SELECT <something> FROM t1 JOIN t2 ON t1.JoinCol = t2.JoinCol;

Internally, this is processed as a global join which means network communication between the nodes on behalf of the join is required. This is the case because some rows do not find local join partners on the same node:

Distribution on join columns: local joins

If the two tables were distributed on their join columns with statements like these

ALTER TABLE t1 DISTRIBUTE BY JoinCol;

ALTER TABLE t2 DISTRIBUTE BY JoinCol;

then the same query can be processed internally as a local join:

Here every row finds a local join partner on the same node so no network communication between the nodes on behalf of the join is required. The performance with this local join is much better than with the global join although it’s the same statement as before.

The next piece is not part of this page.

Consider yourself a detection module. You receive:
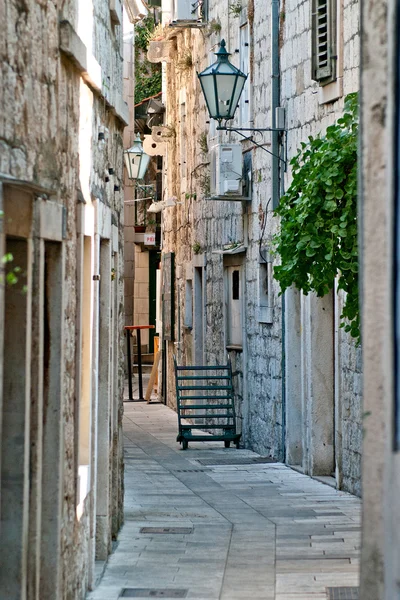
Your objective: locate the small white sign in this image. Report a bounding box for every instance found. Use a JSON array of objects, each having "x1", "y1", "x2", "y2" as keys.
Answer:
[{"x1": 144, "y1": 232, "x2": 156, "y2": 246}]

Why you shouldn’t distribute on WHERE-columns

While it’s generally a good idea to distribute on JOIN-columns, it’s by contrast a bad idea to distribute on columns that are used for filtering with WHERE conditions. If both tables would have been distributed on the WhereCol columns, it would look like this:

This distribution is actually worse than the initial random distribution! Not only does this cause global joins between the two tables as already explained, statements like e.g.

<Any DQL or DML> WHERE t2.WhereCol='A';

will utilize only one node (the first with this WHERE condition) and that effectively disables one of Exasol’s best strengths, the Massive Parallel Processing (MPP) functionality. This distribution leads to poor performance because all other nodes in the cluster have to stand by being idle while one node has to do all the work alone.

Examine existing distribution with iproc()

The function iproc() helps investigating the existing distribution of rows across cluster nodes. This statement shows the distribution of the table t1:

SELECT iproc(),COUNT(*) FROM t1 GROUP BY 1 ORDER BY 1;

Evaluate the effect of distribution keys with value2proc()

The function value2proc() can be used to display the effect that a (new) distribution key would have:

SELECT home_node,COUNT(*) FROM (SELECT value2proc(JoinCol) AS home_node FROM t1) GROUP BY 1 ORDER BY 1;

Conclusion

Distribution on JOIN-columns leads to local joins which perform better than global joins: Do that!

Distribution on WHERE-columns leads to global joins and disables the MPP functionality, both causing poor performance: Don’t do that!

1 Comment

Using the Query Cache for good performance in #Exasol

The result of a query can be cached in Exasol to the effect that repeated identical queries complete in no time. This feature has been introduced in version 5 and is enabled by default.

SQL_EXA> select session_value,system_value  from exa_parameters where parameter_name='QUERY_CACHE';
EXA: select session_value,system_value  from exa_parameters where parameter...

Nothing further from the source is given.